Popcorn! Peanuts! Most people indulge in a concession treat at some point in their lives, and someone is in charge of making sure the customer receives good service. That person is called the concession manager. Like managers in general, the concession manager must monitor both people and supplies, all while watching the bottom line. Even though you're around people having fun while you manage concessions, there is still work to do. You can expect several responsibilities as a concession manager.
Ordering Food and Supplies
Because you deal with food, making sure the concession is well stocked before events is a critical part of your job. Connected with ordering food is ensuring food safety by regularly checking expiration dates and food temperatures. Edible items won't be the only orders you place, as you must also restock serving items like plates, plastic ware and straws. Your customers won't be very happy with you if they have to eat their Coney dog without a plate -- so you have to stay on top of all of your supplies.
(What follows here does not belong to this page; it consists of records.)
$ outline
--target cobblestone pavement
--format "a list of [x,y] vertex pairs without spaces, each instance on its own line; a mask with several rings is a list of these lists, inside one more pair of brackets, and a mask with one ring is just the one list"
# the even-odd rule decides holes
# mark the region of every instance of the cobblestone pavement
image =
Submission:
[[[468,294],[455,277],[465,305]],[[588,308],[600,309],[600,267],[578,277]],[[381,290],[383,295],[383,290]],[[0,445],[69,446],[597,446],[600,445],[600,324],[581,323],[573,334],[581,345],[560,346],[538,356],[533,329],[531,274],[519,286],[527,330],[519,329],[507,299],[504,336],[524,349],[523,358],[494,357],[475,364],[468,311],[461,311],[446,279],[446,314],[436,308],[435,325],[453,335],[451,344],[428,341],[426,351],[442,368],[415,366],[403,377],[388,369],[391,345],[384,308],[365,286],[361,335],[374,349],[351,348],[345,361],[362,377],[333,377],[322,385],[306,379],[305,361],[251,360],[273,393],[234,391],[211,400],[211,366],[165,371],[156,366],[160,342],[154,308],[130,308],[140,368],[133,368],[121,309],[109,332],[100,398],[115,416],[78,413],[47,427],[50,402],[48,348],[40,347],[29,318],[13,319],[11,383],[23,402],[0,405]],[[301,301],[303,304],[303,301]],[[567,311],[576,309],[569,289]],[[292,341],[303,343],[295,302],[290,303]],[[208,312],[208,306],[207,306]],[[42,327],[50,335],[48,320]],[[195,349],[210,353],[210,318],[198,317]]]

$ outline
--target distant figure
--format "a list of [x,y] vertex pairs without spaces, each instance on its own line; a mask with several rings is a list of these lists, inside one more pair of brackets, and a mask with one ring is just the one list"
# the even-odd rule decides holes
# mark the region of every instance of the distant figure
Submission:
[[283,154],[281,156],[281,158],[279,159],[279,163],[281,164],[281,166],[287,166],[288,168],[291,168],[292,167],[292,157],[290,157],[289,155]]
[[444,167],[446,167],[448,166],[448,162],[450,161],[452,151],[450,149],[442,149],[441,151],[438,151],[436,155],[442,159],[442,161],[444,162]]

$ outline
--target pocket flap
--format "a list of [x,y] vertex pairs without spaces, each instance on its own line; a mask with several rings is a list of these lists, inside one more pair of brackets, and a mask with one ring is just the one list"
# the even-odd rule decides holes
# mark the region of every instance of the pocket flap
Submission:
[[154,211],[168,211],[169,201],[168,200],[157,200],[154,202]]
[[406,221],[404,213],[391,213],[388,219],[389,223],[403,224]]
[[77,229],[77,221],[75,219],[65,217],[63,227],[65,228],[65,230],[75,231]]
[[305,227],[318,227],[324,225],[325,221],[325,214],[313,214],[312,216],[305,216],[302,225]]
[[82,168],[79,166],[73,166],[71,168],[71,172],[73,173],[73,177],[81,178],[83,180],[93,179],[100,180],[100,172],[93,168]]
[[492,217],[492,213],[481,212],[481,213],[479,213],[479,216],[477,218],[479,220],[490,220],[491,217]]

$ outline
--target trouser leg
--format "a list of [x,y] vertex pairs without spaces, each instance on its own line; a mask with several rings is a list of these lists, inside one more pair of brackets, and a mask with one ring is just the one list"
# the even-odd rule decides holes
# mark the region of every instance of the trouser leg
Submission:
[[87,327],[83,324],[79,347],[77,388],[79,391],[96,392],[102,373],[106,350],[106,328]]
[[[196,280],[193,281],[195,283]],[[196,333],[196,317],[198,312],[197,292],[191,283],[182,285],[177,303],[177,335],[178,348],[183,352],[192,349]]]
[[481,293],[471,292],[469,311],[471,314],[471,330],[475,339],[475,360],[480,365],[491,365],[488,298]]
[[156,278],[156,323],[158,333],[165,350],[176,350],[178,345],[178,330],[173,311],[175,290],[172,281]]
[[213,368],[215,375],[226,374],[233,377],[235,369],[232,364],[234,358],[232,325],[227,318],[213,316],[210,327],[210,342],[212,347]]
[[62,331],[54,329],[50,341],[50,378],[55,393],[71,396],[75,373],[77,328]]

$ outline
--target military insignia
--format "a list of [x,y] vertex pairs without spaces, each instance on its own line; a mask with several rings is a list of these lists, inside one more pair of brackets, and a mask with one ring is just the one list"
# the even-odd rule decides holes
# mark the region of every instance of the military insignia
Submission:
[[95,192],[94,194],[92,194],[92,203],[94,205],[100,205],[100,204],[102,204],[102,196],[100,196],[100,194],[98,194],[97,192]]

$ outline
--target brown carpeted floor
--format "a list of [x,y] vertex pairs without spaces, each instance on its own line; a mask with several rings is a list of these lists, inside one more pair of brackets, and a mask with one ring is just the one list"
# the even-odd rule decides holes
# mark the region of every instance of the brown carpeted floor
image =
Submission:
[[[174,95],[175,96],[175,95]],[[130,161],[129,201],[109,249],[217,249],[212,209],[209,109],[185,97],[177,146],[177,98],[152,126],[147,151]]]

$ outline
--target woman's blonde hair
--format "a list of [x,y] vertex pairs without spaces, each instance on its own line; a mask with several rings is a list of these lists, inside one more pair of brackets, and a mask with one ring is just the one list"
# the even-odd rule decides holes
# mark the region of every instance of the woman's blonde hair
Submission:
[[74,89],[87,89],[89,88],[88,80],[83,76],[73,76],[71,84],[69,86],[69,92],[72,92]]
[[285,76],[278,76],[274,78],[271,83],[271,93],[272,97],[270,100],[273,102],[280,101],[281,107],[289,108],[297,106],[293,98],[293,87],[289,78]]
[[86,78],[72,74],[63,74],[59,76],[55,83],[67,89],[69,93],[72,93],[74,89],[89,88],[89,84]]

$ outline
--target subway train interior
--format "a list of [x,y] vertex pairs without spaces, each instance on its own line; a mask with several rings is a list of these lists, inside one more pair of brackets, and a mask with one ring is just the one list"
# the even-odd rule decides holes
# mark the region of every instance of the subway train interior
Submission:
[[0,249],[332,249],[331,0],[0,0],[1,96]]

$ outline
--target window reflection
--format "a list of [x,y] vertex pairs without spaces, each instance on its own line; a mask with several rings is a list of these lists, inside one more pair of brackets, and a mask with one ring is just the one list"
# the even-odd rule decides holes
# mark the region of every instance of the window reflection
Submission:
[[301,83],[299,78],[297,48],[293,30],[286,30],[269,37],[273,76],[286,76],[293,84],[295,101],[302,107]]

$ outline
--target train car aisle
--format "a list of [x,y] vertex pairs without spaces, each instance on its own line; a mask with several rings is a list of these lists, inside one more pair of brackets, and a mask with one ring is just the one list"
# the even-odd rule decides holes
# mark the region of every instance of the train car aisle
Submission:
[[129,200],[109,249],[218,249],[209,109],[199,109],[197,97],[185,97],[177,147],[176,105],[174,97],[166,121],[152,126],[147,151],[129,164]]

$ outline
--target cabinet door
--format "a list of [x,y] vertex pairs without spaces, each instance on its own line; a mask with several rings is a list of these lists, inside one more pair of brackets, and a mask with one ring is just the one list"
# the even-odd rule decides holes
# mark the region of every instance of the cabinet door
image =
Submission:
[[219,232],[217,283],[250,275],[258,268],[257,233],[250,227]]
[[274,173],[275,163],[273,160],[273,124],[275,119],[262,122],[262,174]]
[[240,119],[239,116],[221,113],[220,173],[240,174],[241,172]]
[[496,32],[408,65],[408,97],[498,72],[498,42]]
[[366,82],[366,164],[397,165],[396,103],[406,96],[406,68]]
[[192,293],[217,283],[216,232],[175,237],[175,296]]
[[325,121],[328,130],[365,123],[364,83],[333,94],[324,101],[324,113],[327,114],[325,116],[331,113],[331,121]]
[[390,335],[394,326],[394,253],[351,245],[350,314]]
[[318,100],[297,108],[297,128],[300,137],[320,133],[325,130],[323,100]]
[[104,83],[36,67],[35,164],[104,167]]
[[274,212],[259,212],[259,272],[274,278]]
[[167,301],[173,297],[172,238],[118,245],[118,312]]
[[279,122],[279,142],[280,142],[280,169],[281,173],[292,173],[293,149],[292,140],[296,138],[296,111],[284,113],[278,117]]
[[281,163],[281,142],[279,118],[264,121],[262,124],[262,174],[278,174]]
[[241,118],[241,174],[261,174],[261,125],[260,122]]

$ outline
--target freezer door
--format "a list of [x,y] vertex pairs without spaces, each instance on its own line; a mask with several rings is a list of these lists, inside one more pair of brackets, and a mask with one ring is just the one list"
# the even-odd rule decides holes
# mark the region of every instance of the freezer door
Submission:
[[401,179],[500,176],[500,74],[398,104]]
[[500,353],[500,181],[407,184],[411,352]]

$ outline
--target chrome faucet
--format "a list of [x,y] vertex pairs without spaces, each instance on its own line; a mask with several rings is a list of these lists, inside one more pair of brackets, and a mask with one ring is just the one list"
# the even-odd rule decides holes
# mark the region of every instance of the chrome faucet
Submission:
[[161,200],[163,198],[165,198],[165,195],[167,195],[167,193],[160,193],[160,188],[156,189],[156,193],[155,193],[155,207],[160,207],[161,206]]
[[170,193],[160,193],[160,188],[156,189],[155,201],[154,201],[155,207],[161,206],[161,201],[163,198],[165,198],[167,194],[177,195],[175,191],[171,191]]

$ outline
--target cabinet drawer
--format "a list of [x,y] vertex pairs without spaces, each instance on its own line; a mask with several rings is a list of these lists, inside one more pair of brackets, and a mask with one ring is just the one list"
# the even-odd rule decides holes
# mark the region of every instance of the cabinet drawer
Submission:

Most managers are in charge of people at some level, and this is also the case for a concession manager. Besides monitoring attendance and shelling out discipline to unruly staff, you are also in charge of training. For smaller establishments, concession managers arrange and conduct their own training. For larger operations you may train one person to take charge of passing that information on to all of the other employees -- but be prepared to give some form of training regardless of the concession's size.
Excited fans sometimes get disruptive, so be prepared to handle customer complaints, legitimate or not. Concessions also tend to be considered expensive, and you may receive arguments about the cost of items or about certain rules of your establishment. Some stadium concessions require procedures like removing the caps of water bottles so they can't be thrown onto the field, therefore be ready to back up company procedure. It takes patience, but you may shine as a concession manager if you can keep your cool.
Managers must watch the financial bottom line of their individual operation to be successful. You will most likely follow a budget and monitor the cost of items when ordering or negotiate with suppliers to stay within budget. Keeping food and beverage loss to a minimum is important to your budget as well. In addition to providing solid training to your staff members, properly maintaining equipment and hiring efficient employees helps this goal and, ultimately, the concession's bottom line.